The research team conducted an empirical study using the MIMIC-III dataset to explore how different sizes of background datasets affect the stability of SHAP values and variable rankings. They found that when using different background datasets acquired from random sampling, there were fluctuations in both the values and rankings produced by SHAP. This indicates that users cannot blindly trust what they see from these interpretations without considering other factors such as dataset size.

Larger Datasets Provide More Reliable Results

The researchers also discovered that with an increase in the size of the background dataset, fluctuations decreased significantly. Additionally, they observed a U-shape in terms of stability assessment for variable rankings; this means it was more reliable at ranking variables according to importance compared to moderately important ones. Overall, this study suggests that larger datasets are better suited for providing more reliable results when interpreting ML models with SHAP than smaller ones.

Conclusion & Accessible Code

To conclude, this research demonstrates why it is important for users to consider how background data affects their interpretation of ML models using SHAP before relying on its output completely. Larger datasets provide more stable results than smaller ones; thus, opting for larger datasets can help mitigate any fluctuations or discrepancies seen in outputs from these interpretations.

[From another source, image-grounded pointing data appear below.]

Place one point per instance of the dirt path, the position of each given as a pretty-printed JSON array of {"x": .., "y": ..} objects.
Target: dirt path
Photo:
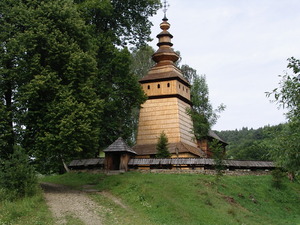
[{"x": 64, "y": 202}]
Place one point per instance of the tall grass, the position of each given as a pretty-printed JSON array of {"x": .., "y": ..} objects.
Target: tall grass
[
  {"x": 193, "y": 199},
  {"x": 26, "y": 211}
]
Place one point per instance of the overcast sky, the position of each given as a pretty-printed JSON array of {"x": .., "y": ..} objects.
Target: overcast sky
[{"x": 241, "y": 46}]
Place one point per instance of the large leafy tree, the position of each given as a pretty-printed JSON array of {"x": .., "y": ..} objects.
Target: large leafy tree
[
  {"x": 202, "y": 112},
  {"x": 287, "y": 153},
  {"x": 113, "y": 25},
  {"x": 66, "y": 87}
]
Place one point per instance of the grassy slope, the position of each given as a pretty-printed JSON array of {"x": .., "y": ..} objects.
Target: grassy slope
[
  {"x": 192, "y": 199},
  {"x": 27, "y": 211}
]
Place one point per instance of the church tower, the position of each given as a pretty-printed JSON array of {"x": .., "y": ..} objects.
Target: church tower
[{"x": 166, "y": 108}]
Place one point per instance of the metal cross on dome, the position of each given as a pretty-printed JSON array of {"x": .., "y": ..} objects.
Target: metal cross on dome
[{"x": 166, "y": 5}]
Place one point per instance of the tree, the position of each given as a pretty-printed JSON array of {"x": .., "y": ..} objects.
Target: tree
[
  {"x": 66, "y": 86},
  {"x": 17, "y": 176},
  {"x": 162, "y": 146},
  {"x": 202, "y": 112},
  {"x": 287, "y": 153},
  {"x": 113, "y": 25}
]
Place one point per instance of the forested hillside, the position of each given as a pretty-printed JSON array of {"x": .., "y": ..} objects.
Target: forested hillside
[{"x": 251, "y": 144}]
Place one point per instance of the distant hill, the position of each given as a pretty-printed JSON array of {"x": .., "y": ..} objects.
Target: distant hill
[{"x": 250, "y": 144}]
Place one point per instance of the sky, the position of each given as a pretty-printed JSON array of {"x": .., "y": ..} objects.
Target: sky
[{"x": 241, "y": 47}]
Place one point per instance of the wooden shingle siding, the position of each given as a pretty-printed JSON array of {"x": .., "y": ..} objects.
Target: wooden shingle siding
[{"x": 188, "y": 162}]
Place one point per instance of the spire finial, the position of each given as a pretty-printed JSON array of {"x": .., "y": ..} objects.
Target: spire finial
[{"x": 166, "y": 5}]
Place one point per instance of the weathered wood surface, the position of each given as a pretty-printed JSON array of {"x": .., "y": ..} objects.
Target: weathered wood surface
[{"x": 178, "y": 162}]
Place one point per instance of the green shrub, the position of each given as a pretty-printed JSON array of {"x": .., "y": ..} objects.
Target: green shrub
[
  {"x": 277, "y": 178},
  {"x": 17, "y": 177}
]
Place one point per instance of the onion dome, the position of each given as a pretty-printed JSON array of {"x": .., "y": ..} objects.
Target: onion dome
[{"x": 165, "y": 54}]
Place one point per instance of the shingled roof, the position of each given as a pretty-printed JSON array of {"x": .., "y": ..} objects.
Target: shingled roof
[
  {"x": 119, "y": 146},
  {"x": 173, "y": 148}
]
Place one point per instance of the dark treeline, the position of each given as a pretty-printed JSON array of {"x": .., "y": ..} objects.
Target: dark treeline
[{"x": 251, "y": 144}]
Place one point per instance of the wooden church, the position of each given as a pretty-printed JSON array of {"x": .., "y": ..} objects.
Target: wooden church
[
  {"x": 165, "y": 111},
  {"x": 166, "y": 108}
]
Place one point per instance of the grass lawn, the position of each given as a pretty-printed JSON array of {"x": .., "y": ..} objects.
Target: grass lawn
[
  {"x": 27, "y": 211},
  {"x": 191, "y": 198}
]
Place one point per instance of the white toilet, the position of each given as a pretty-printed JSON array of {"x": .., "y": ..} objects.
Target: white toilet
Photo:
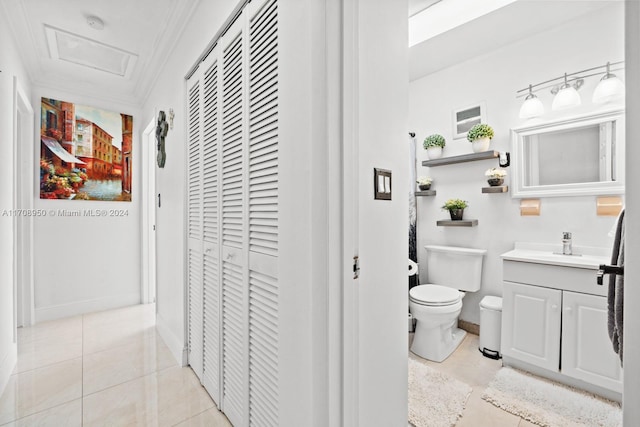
[{"x": 451, "y": 271}]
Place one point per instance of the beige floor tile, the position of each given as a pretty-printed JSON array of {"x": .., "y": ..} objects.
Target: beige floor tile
[
  {"x": 66, "y": 415},
  {"x": 61, "y": 328},
  {"x": 163, "y": 398},
  {"x": 40, "y": 389},
  {"x": 43, "y": 351},
  {"x": 210, "y": 418},
  {"x": 124, "y": 363}
]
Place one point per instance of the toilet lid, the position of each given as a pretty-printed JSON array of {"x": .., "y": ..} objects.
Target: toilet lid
[{"x": 434, "y": 295}]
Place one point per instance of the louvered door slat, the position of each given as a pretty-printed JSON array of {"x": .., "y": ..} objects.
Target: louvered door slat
[
  {"x": 232, "y": 154},
  {"x": 233, "y": 333},
  {"x": 263, "y": 349}
]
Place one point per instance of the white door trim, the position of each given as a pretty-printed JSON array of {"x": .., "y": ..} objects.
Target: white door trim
[
  {"x": 148, "y": 286},
  {"x": 23, "y": 194}
]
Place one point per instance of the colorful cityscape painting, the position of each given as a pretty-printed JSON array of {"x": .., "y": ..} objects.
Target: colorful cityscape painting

The code used in this study is publicly accessible so anyone interested can replicate or build upon it further if needed.

Created on 21 May. 2023

Assess the quality of the AI-generated content by voting

Score: 0

The previous summary was created more than a year ago and can be re-run (if necessary) by clicking on the Run button below.

Similar papers summarized with our AI tools

51.8%

Retention Is All You Need

cs.AI

50.1%

Enlarging Instance-specific and Class-specific Information for Open-set Actio…

cs.CV

49.5%

Training a Helpful and Harmless Assistant with Reinforcement Learning from Hu…

cs.CL

49.1%

Cyber-risk Perception and Prioritization for Decision-Making and Threat Intel…

stat.ME

48.8%

LLM.int8(): 8-bit Matrix Multiplication for Transformers at Scale

cs.LG

47.4%

Whats next? Forecasting scientific research trends

cs.DL

46.6%

Finding Experts in Transformer Models

cs.AI

Navigate through even more similar papers through a

tree representation

Look for similar papers (in beta version)

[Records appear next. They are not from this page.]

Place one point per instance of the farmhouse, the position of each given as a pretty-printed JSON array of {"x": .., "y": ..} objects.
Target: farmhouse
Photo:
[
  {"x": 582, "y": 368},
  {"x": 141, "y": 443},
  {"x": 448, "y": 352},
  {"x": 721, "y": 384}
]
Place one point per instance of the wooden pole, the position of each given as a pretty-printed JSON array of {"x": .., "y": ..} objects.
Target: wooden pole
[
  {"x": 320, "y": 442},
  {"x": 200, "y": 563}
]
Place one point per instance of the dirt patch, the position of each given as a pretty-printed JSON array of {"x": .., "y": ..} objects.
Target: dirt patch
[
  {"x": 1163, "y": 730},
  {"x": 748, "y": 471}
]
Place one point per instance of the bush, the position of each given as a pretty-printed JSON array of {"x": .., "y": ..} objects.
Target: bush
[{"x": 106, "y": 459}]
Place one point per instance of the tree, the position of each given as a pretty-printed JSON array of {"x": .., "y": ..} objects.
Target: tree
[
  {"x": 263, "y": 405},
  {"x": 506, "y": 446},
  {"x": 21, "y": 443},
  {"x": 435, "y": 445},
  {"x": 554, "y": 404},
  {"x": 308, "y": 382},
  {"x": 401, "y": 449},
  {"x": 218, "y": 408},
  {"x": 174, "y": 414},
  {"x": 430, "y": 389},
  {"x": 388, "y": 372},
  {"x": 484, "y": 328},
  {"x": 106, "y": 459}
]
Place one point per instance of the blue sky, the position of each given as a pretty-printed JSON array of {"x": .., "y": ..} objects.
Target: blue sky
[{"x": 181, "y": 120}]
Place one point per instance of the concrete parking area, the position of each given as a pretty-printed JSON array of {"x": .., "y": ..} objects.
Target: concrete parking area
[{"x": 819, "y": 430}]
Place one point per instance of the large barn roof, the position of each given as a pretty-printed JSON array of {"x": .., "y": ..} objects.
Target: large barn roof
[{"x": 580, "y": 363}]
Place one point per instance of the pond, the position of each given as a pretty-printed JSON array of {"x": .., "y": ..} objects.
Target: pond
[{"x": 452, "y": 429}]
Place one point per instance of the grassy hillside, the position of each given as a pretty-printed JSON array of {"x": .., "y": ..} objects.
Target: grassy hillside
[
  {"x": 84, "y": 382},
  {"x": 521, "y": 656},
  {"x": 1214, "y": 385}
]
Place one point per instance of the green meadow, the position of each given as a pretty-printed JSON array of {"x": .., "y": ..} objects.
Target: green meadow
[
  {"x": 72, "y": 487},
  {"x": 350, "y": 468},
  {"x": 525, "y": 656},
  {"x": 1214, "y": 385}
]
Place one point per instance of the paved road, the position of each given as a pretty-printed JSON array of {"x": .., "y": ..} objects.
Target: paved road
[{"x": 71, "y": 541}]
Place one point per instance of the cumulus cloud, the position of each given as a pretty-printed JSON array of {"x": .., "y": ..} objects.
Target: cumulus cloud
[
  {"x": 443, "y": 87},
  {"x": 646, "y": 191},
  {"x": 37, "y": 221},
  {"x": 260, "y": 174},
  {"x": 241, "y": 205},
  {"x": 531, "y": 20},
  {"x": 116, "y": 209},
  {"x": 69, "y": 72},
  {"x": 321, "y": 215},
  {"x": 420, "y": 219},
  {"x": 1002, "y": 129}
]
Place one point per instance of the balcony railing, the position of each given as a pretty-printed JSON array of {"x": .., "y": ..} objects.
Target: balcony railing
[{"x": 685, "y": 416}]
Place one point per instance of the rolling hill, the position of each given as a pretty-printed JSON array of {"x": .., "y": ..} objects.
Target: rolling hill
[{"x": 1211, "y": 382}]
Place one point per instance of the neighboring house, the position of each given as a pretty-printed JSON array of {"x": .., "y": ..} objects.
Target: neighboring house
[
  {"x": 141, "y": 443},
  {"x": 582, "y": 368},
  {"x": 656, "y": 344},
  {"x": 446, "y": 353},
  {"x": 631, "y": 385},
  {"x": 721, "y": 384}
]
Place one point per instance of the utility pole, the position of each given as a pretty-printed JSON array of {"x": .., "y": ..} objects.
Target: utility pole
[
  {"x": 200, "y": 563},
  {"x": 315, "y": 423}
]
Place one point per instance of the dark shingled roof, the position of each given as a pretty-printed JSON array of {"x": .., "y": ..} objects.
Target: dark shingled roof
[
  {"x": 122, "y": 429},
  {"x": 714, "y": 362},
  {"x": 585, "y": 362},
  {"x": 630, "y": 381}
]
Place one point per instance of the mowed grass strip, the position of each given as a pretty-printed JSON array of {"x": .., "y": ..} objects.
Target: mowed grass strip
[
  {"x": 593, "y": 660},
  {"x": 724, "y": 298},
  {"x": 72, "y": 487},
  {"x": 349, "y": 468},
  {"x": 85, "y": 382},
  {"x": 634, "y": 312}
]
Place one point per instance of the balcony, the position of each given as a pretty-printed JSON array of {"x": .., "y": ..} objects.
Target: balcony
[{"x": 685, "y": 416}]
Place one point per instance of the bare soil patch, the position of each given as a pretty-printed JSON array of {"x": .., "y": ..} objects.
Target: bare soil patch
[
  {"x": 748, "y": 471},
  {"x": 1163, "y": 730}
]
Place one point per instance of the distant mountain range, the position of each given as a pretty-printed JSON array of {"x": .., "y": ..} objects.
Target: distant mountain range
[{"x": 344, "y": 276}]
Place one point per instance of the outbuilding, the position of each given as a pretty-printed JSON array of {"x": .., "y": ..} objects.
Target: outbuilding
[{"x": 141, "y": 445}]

By clicking on the button above, our algorithm will scan all papers in our database to find the closest based on the contents of the full papers and not just on metadata. Please note that it only works for papers that we have generated summaries for and you can rerun it from time to time to get a more accurate result while our database grows.

Disclaimer: The AI-based summarization tool and virtual assistant provided on this website may not always provide accurate and complete summaries or responses. We encourage you to carefully review and evaluate the generated content to ensure its quality and relevance to your needs.